Info: bambini 3347401467

Alle porte del quartiere di S. Lorenzo, in piazzale del Verano, vi sarete certamente imbattuti nel bellissimo portichetto di questa chiesa: dietro quelle colonne si nascondono interminati secoli di storia.
Quella che vedete oggi infatti non è l’originaria forma della chiesa. La primitiva chiesa fu fatta costruire da Costantino nel 330 d.C., ai piedi della collina del Verano all’inizio della via tiburtina extra-urbana, come “basilica cimiteriale”: una basilica di forma circense a 3 navate, nei pressi della tomba del martire Lorenzo, tomba che Costantino aveva già isolato e reso accessibile a fedeli e pellegrini.
La basilica si arricchì nel corso dei secoli di tombe di fedeli che speravano, essendo sepolti vicino al corpo del martire, di ottenere la salvezza divina. L’affollamento della chiesa e un crollo della collina soprastante portarono probabilmente Papa Pelagio a rifare la chiesa nel VI secolo d.C., allargandola e dandole una nuova forma tanto da comprendere nella nuova pianta anche l’antica tomba del martire.

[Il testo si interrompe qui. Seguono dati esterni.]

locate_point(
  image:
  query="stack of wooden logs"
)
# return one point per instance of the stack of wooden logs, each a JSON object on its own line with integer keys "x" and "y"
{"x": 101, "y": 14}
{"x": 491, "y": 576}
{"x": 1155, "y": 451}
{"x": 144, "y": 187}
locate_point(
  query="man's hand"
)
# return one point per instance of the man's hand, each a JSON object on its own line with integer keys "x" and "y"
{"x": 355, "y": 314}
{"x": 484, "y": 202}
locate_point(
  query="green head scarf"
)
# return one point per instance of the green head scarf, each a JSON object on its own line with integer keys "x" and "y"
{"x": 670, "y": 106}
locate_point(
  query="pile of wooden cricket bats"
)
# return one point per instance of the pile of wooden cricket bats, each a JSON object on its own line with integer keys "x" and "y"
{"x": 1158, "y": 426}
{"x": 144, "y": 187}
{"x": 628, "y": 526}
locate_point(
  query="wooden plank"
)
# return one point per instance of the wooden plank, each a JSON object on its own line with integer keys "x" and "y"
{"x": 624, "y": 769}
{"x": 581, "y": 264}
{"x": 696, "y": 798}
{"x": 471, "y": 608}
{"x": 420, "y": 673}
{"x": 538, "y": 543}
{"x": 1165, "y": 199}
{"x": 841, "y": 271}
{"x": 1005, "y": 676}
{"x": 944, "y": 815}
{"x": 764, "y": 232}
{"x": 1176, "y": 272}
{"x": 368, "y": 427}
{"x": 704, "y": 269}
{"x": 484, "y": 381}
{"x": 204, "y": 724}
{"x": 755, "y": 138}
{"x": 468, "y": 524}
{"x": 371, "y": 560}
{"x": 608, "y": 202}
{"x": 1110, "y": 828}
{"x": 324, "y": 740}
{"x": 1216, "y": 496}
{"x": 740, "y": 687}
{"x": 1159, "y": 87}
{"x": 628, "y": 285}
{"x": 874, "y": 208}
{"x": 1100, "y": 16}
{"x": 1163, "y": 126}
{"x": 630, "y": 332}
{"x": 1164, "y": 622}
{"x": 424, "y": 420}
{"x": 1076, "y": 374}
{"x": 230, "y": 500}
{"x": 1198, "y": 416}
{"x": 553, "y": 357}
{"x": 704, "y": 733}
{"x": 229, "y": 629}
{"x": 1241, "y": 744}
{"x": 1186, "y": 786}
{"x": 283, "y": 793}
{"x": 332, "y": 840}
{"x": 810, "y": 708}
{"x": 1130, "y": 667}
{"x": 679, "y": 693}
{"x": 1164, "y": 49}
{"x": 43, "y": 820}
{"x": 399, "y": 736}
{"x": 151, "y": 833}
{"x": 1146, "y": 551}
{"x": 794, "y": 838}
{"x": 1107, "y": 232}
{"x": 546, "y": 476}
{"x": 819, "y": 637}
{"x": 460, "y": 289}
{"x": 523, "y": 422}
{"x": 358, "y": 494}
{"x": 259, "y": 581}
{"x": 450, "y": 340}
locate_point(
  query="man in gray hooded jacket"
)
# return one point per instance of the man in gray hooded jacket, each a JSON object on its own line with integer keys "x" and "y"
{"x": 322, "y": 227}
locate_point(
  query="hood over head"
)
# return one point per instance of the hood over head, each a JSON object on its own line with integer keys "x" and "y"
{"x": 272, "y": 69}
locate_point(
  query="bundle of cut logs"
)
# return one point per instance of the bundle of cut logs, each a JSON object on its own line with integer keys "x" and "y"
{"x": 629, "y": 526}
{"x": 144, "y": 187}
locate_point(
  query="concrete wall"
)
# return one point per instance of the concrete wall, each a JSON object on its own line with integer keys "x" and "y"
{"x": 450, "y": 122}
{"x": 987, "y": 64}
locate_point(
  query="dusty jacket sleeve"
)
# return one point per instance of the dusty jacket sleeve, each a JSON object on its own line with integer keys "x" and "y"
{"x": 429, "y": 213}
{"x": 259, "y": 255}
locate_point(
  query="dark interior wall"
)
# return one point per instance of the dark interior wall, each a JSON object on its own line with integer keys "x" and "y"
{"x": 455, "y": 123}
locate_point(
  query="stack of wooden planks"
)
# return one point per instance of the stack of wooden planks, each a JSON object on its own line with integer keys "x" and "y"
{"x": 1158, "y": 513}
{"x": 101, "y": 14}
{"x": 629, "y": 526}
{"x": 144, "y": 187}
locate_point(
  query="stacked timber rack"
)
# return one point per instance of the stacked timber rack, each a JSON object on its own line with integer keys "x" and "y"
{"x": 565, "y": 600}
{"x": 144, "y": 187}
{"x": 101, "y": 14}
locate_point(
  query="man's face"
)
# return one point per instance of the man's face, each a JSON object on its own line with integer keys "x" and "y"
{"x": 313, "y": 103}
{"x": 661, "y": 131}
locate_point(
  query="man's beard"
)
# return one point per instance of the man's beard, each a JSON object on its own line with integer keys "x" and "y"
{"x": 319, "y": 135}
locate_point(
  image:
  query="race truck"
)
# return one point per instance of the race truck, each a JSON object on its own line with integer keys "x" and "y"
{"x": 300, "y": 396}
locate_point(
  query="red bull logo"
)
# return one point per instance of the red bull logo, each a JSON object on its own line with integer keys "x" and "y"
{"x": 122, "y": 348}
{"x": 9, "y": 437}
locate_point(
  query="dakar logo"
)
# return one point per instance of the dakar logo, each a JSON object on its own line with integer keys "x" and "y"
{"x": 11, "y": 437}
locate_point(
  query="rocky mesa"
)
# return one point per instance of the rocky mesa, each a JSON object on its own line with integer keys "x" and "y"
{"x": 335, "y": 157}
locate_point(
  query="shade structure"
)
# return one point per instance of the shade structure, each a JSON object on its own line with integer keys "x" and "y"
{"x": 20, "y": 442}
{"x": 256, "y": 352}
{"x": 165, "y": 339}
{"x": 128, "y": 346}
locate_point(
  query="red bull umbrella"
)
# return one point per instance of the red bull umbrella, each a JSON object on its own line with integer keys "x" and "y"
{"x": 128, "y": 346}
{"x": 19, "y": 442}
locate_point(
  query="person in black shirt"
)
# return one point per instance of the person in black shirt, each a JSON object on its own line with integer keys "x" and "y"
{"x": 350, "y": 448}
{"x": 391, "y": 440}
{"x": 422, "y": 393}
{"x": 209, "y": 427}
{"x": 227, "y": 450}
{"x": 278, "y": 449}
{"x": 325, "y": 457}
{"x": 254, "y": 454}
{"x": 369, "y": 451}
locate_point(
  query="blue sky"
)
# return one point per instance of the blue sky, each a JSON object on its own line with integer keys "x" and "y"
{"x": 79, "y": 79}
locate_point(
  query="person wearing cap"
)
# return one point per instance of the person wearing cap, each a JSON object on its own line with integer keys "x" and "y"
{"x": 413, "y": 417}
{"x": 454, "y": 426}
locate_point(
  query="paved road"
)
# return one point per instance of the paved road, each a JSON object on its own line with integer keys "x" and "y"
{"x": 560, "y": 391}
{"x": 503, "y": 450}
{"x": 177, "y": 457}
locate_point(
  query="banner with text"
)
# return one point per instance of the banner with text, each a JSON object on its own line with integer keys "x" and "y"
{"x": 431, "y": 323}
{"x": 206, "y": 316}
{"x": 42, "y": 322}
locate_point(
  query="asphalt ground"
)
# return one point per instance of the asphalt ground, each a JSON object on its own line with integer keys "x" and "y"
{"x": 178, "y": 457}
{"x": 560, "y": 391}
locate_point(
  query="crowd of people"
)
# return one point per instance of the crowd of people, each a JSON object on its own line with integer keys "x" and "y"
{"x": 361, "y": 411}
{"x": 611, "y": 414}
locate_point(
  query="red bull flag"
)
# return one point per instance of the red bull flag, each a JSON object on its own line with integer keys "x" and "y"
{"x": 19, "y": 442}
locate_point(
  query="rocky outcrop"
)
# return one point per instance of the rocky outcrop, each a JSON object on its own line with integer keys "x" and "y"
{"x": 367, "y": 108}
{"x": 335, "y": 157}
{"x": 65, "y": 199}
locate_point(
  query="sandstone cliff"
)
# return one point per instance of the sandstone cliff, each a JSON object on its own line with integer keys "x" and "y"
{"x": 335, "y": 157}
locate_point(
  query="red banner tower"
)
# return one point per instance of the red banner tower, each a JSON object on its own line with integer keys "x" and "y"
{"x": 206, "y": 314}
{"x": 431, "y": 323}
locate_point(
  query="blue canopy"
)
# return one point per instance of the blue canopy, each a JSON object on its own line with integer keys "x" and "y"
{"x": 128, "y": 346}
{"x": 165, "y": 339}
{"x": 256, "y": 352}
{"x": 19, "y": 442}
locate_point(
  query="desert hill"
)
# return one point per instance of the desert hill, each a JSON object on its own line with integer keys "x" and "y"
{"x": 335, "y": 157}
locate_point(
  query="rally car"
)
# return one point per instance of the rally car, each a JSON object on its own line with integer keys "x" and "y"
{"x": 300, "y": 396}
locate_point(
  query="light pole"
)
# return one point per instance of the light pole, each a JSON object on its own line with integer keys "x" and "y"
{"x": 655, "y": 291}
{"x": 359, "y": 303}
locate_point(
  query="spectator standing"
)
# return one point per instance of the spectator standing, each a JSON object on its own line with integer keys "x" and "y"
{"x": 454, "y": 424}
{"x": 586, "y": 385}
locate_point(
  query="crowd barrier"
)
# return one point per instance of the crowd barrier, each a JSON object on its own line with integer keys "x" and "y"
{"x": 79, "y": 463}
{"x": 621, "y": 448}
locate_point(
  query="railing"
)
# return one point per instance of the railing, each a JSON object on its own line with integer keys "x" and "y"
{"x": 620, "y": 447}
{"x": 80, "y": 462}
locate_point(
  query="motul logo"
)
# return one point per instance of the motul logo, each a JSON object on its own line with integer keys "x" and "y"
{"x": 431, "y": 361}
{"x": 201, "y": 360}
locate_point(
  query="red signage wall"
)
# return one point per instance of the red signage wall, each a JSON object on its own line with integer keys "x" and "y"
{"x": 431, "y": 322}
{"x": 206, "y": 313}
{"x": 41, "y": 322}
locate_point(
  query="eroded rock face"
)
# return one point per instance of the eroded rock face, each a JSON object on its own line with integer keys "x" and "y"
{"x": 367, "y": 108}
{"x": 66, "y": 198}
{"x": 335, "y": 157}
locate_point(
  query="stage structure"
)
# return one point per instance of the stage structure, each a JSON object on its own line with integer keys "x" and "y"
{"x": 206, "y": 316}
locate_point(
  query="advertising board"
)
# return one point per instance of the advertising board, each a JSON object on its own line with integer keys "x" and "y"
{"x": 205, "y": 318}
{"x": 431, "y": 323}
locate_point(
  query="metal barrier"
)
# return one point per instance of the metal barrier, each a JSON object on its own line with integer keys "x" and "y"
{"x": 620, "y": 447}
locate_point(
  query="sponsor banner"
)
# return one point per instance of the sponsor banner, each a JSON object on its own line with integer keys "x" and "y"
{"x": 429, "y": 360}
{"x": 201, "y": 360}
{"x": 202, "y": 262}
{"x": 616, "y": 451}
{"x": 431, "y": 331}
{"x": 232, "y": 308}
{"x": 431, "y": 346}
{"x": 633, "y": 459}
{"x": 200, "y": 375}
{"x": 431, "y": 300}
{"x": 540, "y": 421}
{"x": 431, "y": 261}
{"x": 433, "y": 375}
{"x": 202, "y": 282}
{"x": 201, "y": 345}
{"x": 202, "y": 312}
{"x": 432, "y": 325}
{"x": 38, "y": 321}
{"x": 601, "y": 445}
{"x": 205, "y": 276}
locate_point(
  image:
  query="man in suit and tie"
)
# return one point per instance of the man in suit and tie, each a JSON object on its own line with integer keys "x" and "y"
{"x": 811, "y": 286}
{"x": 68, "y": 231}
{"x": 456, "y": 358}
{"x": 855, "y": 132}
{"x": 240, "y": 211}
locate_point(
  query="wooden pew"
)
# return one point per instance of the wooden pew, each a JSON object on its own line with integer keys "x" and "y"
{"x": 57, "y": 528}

Arricchita nei secoli successivi da elementi decorativi in marmo e mosaici, circondata da altri edifici che formarono una sorta di “cittadella”, la basilica fu nuovamente trasformata nel XIII secolo: ne fu completamente modificato l’orientamento secondo il nuovo asse stradale, e furono utilizzati per la costruzione sia materiali marmorei delle precedenti basiliche, sia elementi realizzati apposta per la nuova basilica.
Testimonianze di tutte queste fasi di storia erano ancora ben visibili e riconoscibili quando questa lunga storia fu parzialmente cancellata: il 19 luglio 1943 le bombe alleate, pur avendo come obbiettivo unicamente lo scalo S. Lorenzo, colpirono tuttavia anche il quartiere abitato e la basilica: crollarono parte del portico, del tetto e dei mosaici decorativi.
Sapientemente ricostruita dopo il primo bombardamento alleato, questa chiesa oggi è testimone e testimonianza degli eventi della nostra storia passata e recente.